J’étouffai un sanglot. Jackie m’enveloppa tendrement. De toutes les sœurs, elle était de loin la plus tendre. Je ne lui aurais jamais demandé ce geste et elle le savait. Elle avait l’habitude de lire entre les lignes de ma fierté.
-          Que se passe-t-il Anna ? John est-il incorrect avec toi ? te fait-il du mal ?
-          Non, ce n’est pas ça.
-          Danny va bien ? Elle a l’air en forme n’est-ce pas ?

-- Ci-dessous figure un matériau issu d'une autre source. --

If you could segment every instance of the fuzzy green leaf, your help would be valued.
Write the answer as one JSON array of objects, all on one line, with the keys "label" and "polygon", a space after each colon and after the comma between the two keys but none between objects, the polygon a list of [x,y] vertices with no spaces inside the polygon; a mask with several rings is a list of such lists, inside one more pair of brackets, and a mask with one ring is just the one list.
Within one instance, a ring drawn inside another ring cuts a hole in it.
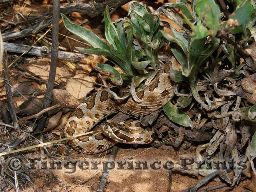
[{"label": "fuzzy green leaf", "polygon": [[163,107],[165,113],[172,121],[184,127],[190,127],[193,128],[192,121],[181,109],[174,105],[170,102]]}]

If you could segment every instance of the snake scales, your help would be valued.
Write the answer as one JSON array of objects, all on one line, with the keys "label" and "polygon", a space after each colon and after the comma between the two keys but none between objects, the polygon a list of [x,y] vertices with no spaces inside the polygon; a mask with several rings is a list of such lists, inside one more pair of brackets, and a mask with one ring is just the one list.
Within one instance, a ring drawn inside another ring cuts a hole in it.
[{"label": "snake scales", "polygon": [[[68,117],[64,128],[66,136],[88,132],[104,118],[114,113],[121,112],[138,116],[159,109],[174,95],[174,82],[170,78],[169,70],[169,64],[165,64],[149,84],[136,92],[141,100],[140,102],[135,101],[131,96],[122,100],[115,99],[110,91],[120,97],[128,93],[127,90],[117,87],[106,89],[92,94]],[[100,128],[102,132],[79,136],[69,139],[68,143],[76,150],[89,154],[100,153],[118,142],[141,144],[151,143],[154,132],[151,128],[129,128],[132,124],[136,127],[138,123],[138,121],[128,120],[117,128],[107,120],[102,123],[101,128]]]}]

-          Je ne sais pas si elle est en forme, franchement. Je n’arrive pas à m’occuper d’elle. Je n’arrive pas à être sa mère. Je l’aime comme un enfant, pas comme le mien. J’ai détesté être enceinte. L’accouchement a été un calvaire. Je peux à peine en parler tant cela fut pénible. Et maintenant que le plus douloureux est passé, j’ai plus mal que jamais. J’en veux à cette enfant, je ne sais pas pourquoi. Elle n’est pas ce que j’attendais. Je me sens prisonnière d’elle et de ses exigences. Tout le monde me dit combien j’ai de la chance d’avoir un enfant aussi facile à élever. Je trouve que rien n’est facile. Elle a toujours besoin de moi et je ne rêve que de m’enfuir loin d’elle. Danny est intelligente, elle l’a perçu. Elle est devenue plus méfiante, plus stratégique. Elle fait tout pour me piéger on dirait. Alors, en forme, je ne sais pas. je ne fais rien pour la rendre heureuse, je n’en ai d’ailleurs pas envie puisqu’elle me rend malheureuse. et cela ne fait que nourrir mon désespoir.
-          J’imagine que tu n’en as parlé à personne.

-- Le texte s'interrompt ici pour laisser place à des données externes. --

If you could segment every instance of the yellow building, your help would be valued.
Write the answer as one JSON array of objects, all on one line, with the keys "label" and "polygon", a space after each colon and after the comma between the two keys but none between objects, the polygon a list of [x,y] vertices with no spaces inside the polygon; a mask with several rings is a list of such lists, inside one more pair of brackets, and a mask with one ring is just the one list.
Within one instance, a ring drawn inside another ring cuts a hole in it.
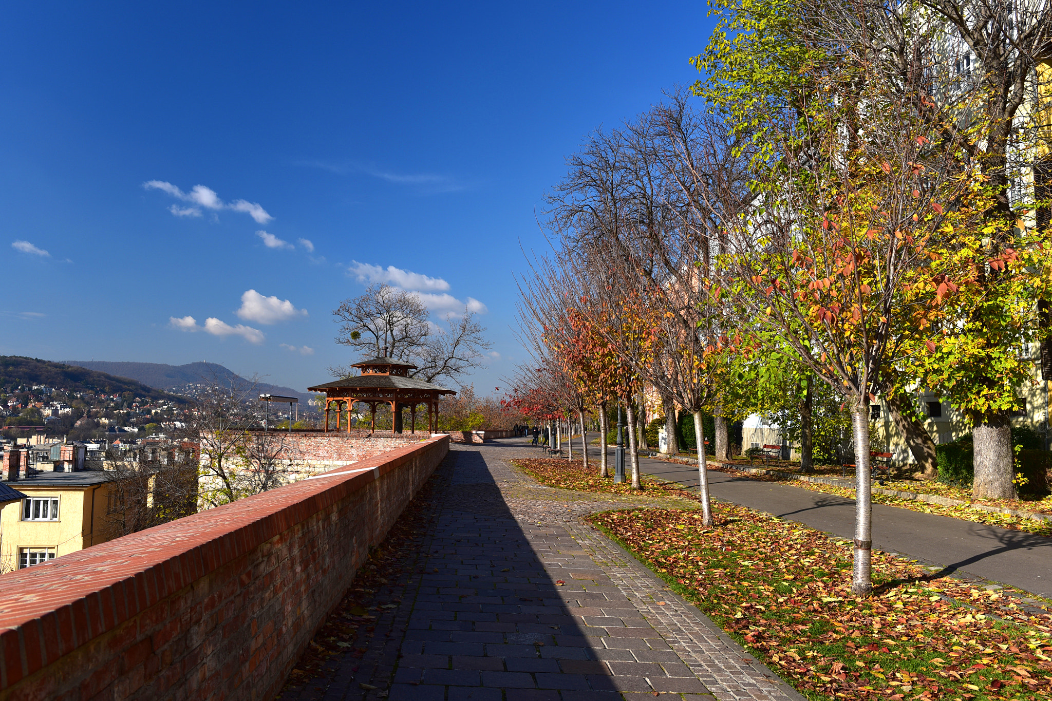
[{"label": "yellow building", "polygon": [[112,480],[106,473],[40,472],[3,483],[24,497],[0,509],[0,573],[109,539],[106,513]]}]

-          Non, personne. Surtout pas à John. mais il a beau être accaparé par son travail, il se rend bien compte que cela ne tourne pas rond. Il est gentil et attentif quand il est là. Je sais que je ne peux pas lui en demander plus. Je le sens. Je vois qu’il m’aime vraiment. toutes les femmes ne peuvent pas en dire autant. Les enfants, on ne peut pas ne pas en vouloir. j’en voulais vraiment. Mais pas comme ça. Et pas elle… Ca te choque ?
-          Bien sûr un peu Anna. Mais tu n’es sûrement pas la seule et tu as l’intelligence de te confier. Au moins ça, tu n’en voudras pas à Danny. Je ne sais pas quoi te dire. Je n’ai pas encore toute cette expérience. Je sais que tu ne voudras en parler à personne d’autre, ici ou ailleurs. je ne peux pas faire plus que t’écouter.

Je ne dis plus rien et je pleurai en silence.
Je parlai à Jackie des fêtes et de leur faste pour changer de sujet. Je m’émerveillais de mes explications. Mais je ne dis pas le principal. Je ne dis pas que jamais je ne m’autorise à tomber le masque parce que j’aime mon masque, je vis à travers lui et lui seul. Démasquée, je ne suis plus rien.